UPDATE command denied to user 'nflzosnsstrona'@'10.14.20.44' for table 'nfl24_settings'
NFL 24 - Twoje centrum informacji o lidze NFL i Futbolu Amerykańskim
Atlanta Falcons vs. Pittsburgh Steelers
Dodane przez Pedro dnia Wrzesień 12 2010 14:22:34
Już tylko godziny dzielą nas od starcia między dwoma drużynami, które są jednymi z największych niewiadomych nadchodzącego sezonu.
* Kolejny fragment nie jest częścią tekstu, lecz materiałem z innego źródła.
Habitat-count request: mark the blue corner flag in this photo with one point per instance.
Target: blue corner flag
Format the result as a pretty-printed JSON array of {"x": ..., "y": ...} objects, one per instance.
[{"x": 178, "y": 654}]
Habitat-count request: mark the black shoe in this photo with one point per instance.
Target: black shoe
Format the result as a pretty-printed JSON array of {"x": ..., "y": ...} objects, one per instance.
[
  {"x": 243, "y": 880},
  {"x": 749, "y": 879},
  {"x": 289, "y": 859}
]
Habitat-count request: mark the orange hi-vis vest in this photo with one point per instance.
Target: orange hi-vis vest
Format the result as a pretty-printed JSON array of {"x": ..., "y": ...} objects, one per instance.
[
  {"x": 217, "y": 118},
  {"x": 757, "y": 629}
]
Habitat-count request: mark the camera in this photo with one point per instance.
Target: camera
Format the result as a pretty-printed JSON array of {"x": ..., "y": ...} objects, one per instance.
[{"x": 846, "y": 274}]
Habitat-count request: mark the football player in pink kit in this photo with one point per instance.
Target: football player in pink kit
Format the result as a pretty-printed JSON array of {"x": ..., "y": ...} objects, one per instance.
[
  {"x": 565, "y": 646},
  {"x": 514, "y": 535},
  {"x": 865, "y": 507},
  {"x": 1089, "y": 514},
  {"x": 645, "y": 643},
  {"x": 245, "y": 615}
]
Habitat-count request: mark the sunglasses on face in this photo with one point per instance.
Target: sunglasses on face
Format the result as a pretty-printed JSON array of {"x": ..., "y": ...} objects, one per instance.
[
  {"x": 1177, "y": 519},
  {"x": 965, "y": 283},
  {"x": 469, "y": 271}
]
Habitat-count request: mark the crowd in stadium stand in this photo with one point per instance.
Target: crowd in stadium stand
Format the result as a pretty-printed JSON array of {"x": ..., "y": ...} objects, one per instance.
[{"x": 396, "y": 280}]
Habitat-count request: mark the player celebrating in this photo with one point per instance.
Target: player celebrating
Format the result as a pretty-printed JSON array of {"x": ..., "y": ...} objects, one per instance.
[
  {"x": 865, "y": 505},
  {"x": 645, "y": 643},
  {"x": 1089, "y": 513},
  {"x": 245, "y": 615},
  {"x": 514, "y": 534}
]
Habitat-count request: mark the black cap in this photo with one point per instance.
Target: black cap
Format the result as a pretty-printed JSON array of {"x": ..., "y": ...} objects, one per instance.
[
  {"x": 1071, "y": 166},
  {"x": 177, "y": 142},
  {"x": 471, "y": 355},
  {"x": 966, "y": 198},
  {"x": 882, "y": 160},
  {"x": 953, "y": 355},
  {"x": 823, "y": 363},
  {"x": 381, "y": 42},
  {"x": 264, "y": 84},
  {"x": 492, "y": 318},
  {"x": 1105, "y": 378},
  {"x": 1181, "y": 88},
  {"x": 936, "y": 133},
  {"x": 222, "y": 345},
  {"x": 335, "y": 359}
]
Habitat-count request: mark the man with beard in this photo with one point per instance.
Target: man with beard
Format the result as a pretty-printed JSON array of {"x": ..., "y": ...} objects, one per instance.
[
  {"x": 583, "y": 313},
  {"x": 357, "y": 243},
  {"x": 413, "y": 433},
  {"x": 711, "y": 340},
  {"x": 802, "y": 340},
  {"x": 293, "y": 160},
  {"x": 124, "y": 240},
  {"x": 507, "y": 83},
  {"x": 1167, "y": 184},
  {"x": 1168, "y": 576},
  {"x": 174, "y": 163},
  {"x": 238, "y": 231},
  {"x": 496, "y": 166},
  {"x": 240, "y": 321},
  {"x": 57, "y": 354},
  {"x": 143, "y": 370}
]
O tym czego będzie można spodziewać się po meczu, do którego dojdzie na Heinz Field w dalszej części.
Treść rozszerzona
To tak oczywiste, że aż boli. Gdzie nie mówi się o meczu Pittsburgh Steelers - Atlanta Falcons, wszędzie widzi się twarz zawieszonego Bena Roethlisbergera. Oczywiście to tutaj wielu widzi główny powód ewentualnej porażki drużyny z Pensylwanii, ale większość ludzi zapomina chyba o jakim zespole tu mówimy. Najbardziej znany okres w historii Steelers to ten kiedy wszyscy znali ich pod pseudonimem Steel Curtain, kiedy zdobyli cztery mistrzowskie pierścienie i kiedy przyszło im grać bez jednego z największych rozgrywających w historii ligi. W 1976 niesamowity Terry Bradshaw zakończył swój sezon, a aktualny bilans 1-4 zdawał się oznaczać podobny los dla całej franczyzy. Obrona pokazała wtedy coś niesamowitego i w ośmiu z dziewięciu następnych meczy nie pozwoliła rywalom zdobyć nawet jednego przyłożenia. Niektórzy mówią, że historia lubi się powtarzać. Ja twierdzę, że w tym konkretnym przypadku istnieje na to spora szansa.
Atlanta Falcons
Rok temu ta obrona znalazła się na niezbyt wysokim - dwudziestym pierwszym miejscu w lidze NFL. Nie byli też zbyt skuteczni w wywieraniu presji na rozgrywającym, dopadając go jedynie 28 razy. Tylko trzy drużyny robiły to rzadziej, a dwa inne wyrównały ten wynik. To może ulec jednak sporej zmianie i jest ku temu kilka poważnych powodów. Główny należy upatrywać w osobie John Abraham, który w tej linii defensywnej jest zdecydowanie postacią, która skupia na sobie największą uwagę ofensywnych liniowych. To właśnie dzięki niemu pozostali koledzy mogą z większą swobodą atakować QB. Ci natomiast również potrafią zaskoczyć. Do takich osób należy z pewnością Kroy Biermann, którego moim skromnym zdaniem czeka co najmniej udany sezon.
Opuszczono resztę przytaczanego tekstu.